Die beste Strategie ist nicht Abwehr, sondern gezielte Arbeitsteilung. Nutze KI dort, wo sie Tempo bringt, und halte die fachliche Kontrolle dort, wo Risiken entstehen. Sinnvolle Einsatzfelder sind:

  • Entwürfe für technische Dokumentation und Berichte vorstrukturieren
  • Protokolle, Normtexte und Prüfschritte schneller zusammenfassen
  • Varianten in Versuchsplanung und Projektmanagement vergleichen
  • Daten, Befunde und Literatur für Forschung und Analyse schneller clustern
  • Standardkommunikation im Team oder mit Schnittstellen vorbereiten

Gleichzeitig bleiben deine stärksten Hebel menschlich: Kommunikationsfähigkeit, Teamfähigkeit, Eigenverantwortung, Initiative und Beharrlichkeit. Gerade in regulierten Umgebungen zählen diese Kompetenzen oft mehr als reine Tool-Sicherheit. Wer fachlich sauber prüft, Risiken einordnet und Ergebnisse belastbar macht, bleibt auch mit KI im Werkzeugkasten unverzichtbar.

Für deinen Beruf ist deshalb entscheidend, KI nicht als Ersatz für Fachlichkeit zu sehen, sondern als Verstärker guter Fachlichkeit. Das gilt besonders in GMP, bei Software-Implementierung, bei Planung und Entwicklung sowie überall dort, wo biologische Systeme, technische Prozesse und regulatorische Anforderungen zusammenkommen. Der Veränderungsdruck ist real, aber er trifft vor allem die Art der Arbeit — nicht die Existenz des Berufs.

Erwähnte KI-Tools

CopilotLLM-Modelle

Datenquellen & Methodik

IAB Job-Futuromat · Statistik der Bundesagentur für Arbeit · Microsoft Research · Unsere Methodik

Dieser Artikel wurde mit KI-Unterstützung erstellt und basiert auf den oben genannten Datenquellen. Er ersetzt keine individuelle Berufsberatung.

Quellen & Studien

Worauf die Einschätzung zu Ingenieur/in - Biotechnologie beruht

Datenbasis und aktuelle Forschung zur KI-Exposition dieses Berufsfelds:

IAB · Job-Futuromat & Substituierbarkeitspotenziale (2025)
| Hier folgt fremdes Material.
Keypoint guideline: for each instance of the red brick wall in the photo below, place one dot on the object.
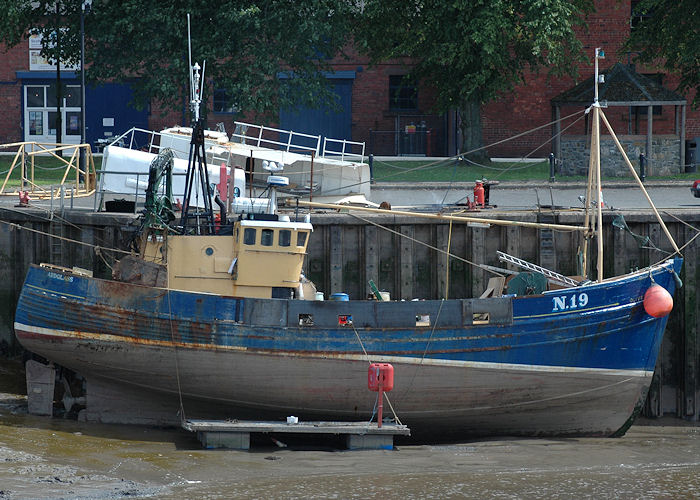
(525, 108)
(530, 104)
(12, 60)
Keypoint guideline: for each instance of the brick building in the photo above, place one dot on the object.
(392, 119)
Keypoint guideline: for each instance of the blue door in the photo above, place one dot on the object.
(109, 112)
(323, 121)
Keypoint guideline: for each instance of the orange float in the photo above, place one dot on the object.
(657, 301)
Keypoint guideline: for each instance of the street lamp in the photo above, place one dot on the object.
(84, 9)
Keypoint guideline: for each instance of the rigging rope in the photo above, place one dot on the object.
(396, 417)
(437, 163)
(480, 266)
(70, 240)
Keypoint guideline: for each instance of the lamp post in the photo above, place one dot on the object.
(84, 8)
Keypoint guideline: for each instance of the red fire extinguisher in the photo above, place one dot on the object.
(479, 194)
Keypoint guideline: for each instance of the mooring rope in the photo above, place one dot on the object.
(466, 261)
(70, 240)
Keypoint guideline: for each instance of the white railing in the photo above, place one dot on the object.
(261, 138)
(341, 149)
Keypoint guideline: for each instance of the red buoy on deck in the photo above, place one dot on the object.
(479, 194)
(657, 301)
(380, 378)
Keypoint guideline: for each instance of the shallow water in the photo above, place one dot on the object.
(59, 458)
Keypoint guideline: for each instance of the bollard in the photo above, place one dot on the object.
(551, 167)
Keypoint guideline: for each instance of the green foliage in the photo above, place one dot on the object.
(668, 38)
(246, 45)
(474, 50)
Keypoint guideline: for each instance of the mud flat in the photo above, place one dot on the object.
(63, 458)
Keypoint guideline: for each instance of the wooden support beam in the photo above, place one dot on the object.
(639, 182)
(446, 218)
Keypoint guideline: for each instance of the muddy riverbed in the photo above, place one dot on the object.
(61, 458)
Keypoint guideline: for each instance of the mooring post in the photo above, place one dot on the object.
(551, 167)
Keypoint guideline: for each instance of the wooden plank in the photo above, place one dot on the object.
(478, 257)
(336, 259)
(311, 427)
(371, 255)
(442, 261)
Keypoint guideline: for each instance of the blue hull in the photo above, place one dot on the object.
(575, 361)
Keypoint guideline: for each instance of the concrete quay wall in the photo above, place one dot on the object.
(399, 254)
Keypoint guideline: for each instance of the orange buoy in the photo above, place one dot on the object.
(657, 301)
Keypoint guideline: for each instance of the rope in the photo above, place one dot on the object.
(437, 163)
(177, 366)
(480, 266)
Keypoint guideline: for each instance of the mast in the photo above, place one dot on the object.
(197, 173)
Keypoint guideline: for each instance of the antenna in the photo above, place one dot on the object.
(196, 80)
(197, 176)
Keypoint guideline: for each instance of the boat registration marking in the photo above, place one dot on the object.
(55, 293)
(568, 311)
(61, 277)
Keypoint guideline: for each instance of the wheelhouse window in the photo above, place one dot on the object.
(267, 238)
(285, 237)
(224, 102)
(403, 94)
(249, 236)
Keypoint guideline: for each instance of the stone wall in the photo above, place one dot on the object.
(665, 158)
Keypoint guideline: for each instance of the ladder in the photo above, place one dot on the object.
(550, 275)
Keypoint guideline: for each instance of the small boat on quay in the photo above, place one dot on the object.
(214, 318)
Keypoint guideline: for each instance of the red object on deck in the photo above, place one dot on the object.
(223, 182)
(657, 301)
(380, 378)
(24, 198)
(479, 194)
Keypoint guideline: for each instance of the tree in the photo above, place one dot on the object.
(57, 23)
(471, 51)
(667, 36)
(246, 45)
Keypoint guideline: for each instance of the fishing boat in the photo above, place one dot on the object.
(215, 318)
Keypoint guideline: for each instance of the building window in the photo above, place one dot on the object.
(35, 97)
(403, 94)
(36, 123)
(285, 237)
(223, 102)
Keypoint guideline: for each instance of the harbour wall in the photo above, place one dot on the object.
(405, 257)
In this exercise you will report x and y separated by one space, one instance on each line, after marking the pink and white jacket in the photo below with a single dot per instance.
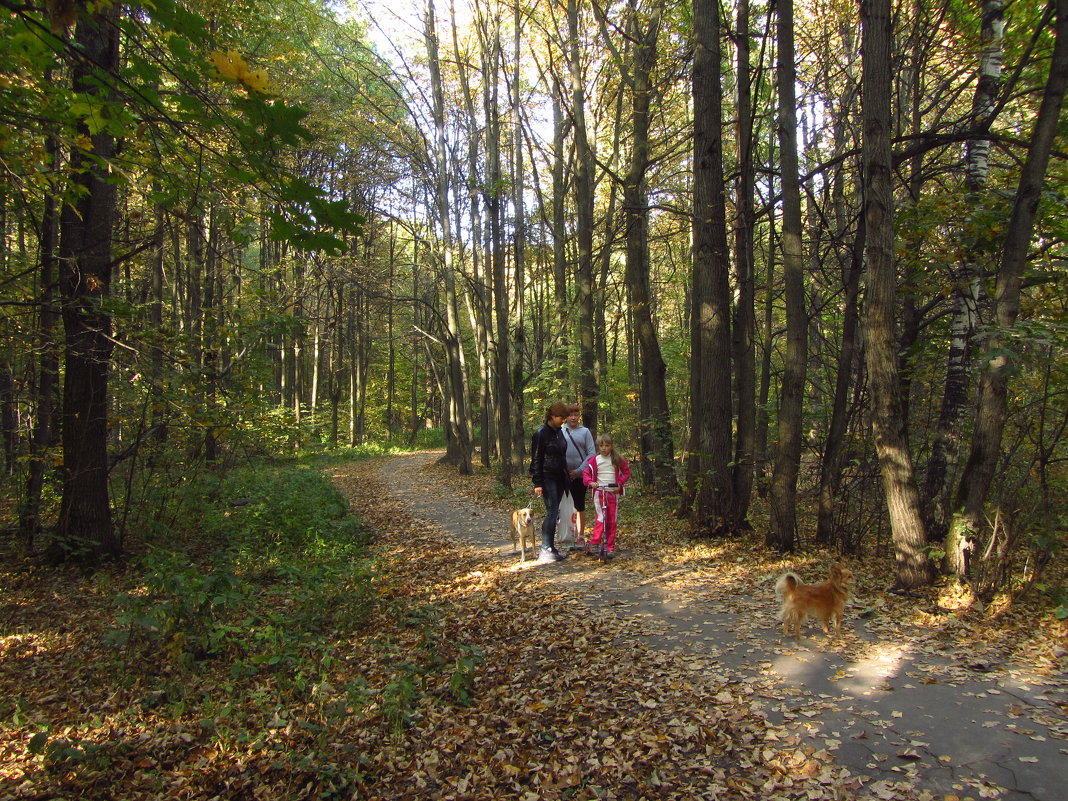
590 473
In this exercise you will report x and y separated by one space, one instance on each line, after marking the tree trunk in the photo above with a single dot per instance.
44 435
85 529
782 532
655 441
589 367
902 497
518 323
966 293
992 408
457 411
708 470
744 314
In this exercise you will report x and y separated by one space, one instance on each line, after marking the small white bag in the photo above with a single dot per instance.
566 524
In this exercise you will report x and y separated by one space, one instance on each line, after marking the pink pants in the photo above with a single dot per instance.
606 504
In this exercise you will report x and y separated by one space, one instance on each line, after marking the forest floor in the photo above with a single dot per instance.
930 696
659 675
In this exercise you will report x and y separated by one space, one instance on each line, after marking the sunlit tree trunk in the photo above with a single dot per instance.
993 383
708 473
589 368
655 442
518 320
457 412
44 424
966 295
782 531
85 530
743 330
851 263
902 498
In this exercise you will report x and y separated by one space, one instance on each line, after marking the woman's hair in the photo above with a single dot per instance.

Misst je Beruf, welche Kerntätigkeiten technisch ersetzbar sind; 38 % der Beschäftigten in Berufen mit hohem Substituierbarkeitspotenzial (2019: 34 %).

Microsoft Research · Working with AI: Measuring the Applicability of Generative AI to Occupations (2025)

Analyse von 200.000 echten Copilot-Konversationen: Übersetzen, Schreiben, Kundenkommunikation am stärksten KI-anwendbar; körperliche Arbeit am wenigsten.

IWF (IMF) · Gen-AI: Artificial Intelligence and the Future of Work (2024)

Rund 40 % der Jobs weltweit sind KI-exponiert — in Industrieländern wie Deutschland etwa 60 %, weil kognitive Tätigkeiten dominieren.

Anthropic · Labor Market Impacts of AI: A New Measure and Early Evidence (2026)

Unterscheidet beobachtete von theoretischer KI-Exposition; die reale Nutzung ist bislang nur ein Bruchteil dessen, was KI-Tools schon leisten könnten.

Anthropic · Anthropic Economic Index 2026 (2026)

Etwa 49 % der Berufe lassen bereits ein Viertel ihrer Aufgaben mit KI erledigen — überwiegend unterstützend (52 % Augmentation) statt ersetzend (45 %).

Alle Studien im Überblick auf unserer Studien-Seite. Der KI-Risiko Score folgt unserer offen dokumentierten Methodik.